Oshkosh Future Earnings Per Share Growth
Risks
What could happen that would invalidate this narrative?- Oshkosh faces execution risk and potential gross margin compression from persistent tariffs, as mitigating actions like supply chain reorganization and cost-cutting may not fully offset higher input costs, particularly in the Access segment where the majority of the tariff impact is concentrated.
- The company’s heavy reliance on government and defense contracts creates revenue volatility, and disruptions or shifts in government procurement priorities could negatively impact defense segment revenues, as seen in the breakeven performance at the start of the year and the need for NGDV program ramp-up to achieve growth targets.
- Supply chain complexities and exposure to global component sourcing, especially from regions subject to shifting trade policies or geopolitical instability, heighten the risk of production interruptions or cost increases, thereby threatening both revenue growth and net margins across segments.
- Oshkosh’s need for ongoing investment in electrification, automation, and compliance with sustainability regulations may necessitate substantial R&D and capital expenditures, putting pressure on operating margins as the company works to keep pace with rapidly evolving industry standards and competitors’ innovation.
- Downturns in cyclical end-markets like construction equipment and private nonresidential projects, combined with intensifying competition from global and low-cost manufacturers, risk lower sales volumes and declining pricing power, which could drive increased earnings volatility and limit long-term revenue growth.
Valuation
How have all the factors above been brought together to estimate a fair value?- The assumed bullish price target for Oshkosh is $169.0, which is the highest price target estimate amongst analysts. This valuation is based on what can be assumed as the expectations of Oshkosh's future earnings growth, profit margins and other risk factors from analysts on the bullish end of the spectrum.
- However, there is a degree of disagreement amongst analysts, with the most bullish reporting a price target of $169.0, and the most bearish reporting a price target of just $91.0.
- In order for you to agree with the bullish analysts, you'd need to believe that by 2028, revenues will be $12.8 billion, earnings will come to $1.0 billion, and it would be trading on a PE ratio of 12.9x, assuming you use a discount rate of 7.9%.

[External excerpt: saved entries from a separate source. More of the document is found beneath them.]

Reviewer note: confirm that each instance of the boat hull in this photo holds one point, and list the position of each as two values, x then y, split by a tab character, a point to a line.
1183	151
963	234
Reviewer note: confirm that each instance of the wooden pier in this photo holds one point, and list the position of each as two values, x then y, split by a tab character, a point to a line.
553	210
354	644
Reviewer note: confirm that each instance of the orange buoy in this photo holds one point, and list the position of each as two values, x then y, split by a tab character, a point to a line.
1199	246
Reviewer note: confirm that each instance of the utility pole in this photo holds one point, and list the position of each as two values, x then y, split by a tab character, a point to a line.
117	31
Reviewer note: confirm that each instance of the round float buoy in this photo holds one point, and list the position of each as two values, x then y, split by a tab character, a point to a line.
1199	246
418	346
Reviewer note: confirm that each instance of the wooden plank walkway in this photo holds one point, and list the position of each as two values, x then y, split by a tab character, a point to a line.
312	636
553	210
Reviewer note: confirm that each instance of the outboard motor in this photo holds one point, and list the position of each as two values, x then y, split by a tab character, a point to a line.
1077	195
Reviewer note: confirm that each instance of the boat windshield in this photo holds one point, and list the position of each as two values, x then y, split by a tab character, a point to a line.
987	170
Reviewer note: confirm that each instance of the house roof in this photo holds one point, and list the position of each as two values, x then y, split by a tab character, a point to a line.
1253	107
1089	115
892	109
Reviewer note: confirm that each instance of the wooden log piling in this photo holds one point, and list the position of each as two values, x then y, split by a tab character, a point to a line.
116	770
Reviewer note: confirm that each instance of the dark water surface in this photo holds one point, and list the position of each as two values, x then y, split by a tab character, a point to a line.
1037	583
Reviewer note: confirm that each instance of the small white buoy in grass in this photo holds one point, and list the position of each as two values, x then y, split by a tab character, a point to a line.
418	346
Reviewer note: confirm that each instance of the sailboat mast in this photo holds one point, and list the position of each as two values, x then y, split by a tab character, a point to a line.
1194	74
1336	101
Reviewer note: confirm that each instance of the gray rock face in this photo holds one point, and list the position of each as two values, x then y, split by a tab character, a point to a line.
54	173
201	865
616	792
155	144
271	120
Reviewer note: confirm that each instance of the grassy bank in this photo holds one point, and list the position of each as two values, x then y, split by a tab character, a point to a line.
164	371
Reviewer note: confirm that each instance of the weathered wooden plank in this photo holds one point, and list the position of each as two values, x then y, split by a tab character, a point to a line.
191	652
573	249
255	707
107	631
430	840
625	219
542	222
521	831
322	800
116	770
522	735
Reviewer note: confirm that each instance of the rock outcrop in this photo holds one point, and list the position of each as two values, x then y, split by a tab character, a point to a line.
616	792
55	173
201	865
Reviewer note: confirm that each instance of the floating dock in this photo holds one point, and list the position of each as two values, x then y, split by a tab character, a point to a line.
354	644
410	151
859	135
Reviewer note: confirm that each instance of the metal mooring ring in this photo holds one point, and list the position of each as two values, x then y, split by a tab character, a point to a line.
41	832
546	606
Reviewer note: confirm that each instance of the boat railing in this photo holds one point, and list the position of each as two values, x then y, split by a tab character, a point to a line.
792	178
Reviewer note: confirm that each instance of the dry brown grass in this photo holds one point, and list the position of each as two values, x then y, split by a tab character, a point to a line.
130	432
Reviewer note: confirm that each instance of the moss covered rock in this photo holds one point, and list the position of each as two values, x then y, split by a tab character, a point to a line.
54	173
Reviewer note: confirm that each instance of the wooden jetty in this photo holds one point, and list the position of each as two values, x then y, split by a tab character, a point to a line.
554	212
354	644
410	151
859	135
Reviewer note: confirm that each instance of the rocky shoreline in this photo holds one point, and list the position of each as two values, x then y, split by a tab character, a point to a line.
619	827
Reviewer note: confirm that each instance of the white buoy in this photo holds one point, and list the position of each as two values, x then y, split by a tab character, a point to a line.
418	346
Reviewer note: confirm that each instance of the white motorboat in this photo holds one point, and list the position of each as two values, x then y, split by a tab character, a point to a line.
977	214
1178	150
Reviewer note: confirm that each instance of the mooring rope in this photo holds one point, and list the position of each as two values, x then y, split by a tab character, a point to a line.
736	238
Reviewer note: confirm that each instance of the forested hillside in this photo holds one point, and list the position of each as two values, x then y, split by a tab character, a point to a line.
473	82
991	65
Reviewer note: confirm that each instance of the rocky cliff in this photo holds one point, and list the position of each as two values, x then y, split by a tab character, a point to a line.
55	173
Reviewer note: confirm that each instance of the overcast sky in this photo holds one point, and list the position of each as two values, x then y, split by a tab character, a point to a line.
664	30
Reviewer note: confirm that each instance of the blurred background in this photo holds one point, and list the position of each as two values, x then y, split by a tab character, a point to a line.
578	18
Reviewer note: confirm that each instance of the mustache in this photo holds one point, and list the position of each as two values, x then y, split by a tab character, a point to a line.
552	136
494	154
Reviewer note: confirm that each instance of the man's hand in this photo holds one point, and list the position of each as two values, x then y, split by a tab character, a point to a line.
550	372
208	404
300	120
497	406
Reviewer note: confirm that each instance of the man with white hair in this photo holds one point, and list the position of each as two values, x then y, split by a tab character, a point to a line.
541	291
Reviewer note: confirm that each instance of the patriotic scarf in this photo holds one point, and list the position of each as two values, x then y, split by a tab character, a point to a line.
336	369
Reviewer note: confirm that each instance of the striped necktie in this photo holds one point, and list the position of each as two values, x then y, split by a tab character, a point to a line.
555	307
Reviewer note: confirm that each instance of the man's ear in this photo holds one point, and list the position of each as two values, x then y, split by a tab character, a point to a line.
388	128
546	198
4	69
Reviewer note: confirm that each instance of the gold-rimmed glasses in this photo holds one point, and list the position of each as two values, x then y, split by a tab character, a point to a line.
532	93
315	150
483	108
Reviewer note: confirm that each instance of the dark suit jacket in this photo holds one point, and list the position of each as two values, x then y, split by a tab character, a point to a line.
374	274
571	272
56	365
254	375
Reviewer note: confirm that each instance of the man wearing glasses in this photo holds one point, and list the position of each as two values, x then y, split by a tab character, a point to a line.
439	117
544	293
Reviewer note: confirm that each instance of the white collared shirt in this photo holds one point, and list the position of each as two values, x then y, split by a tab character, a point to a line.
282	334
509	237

- Given the current share price of $126.04, the bullish analyst price target of $169.0 is 25.4% higher.
- We always encourage you to reach your own conclusions though. So sense check these analyst numbers against your own assumptions and expectations based on your understanding of the business and what you believe is probable.
How well do narratives help inform your perspective?
Disclaimer
AnalystHighTarget is a tool utilizing a Large Language Model (LLM) that ingests data on consensus price targets, forecasted revenue and earnings figures, as well as the transcripts of earnings calls to produce qualitative analysis. The narratives produced by AnalystHighTarget are general in nature and are based solely on analyst data and publicly-available material published by the respective companies. These scenarios are not indicative of the company's future performance and are exploratory in nature. Simply Wall St has no position in the company(s) mentioned. Simply Wall St may provide the securities issuer or related entities with website advertising services for a fee, on an arm's length basis. These relationships have no impact on the way we conduct our business, the content we host, or how our content is served to users. The price targets and estimates used are consensus data, and do not constitute a recommendation to buy or sell any stock, and they do not take account of your objectives, or your financial situation. Note that AnalystHighTarget's analysis may not factor in the latest price-sensitive company announcements or qualitative material.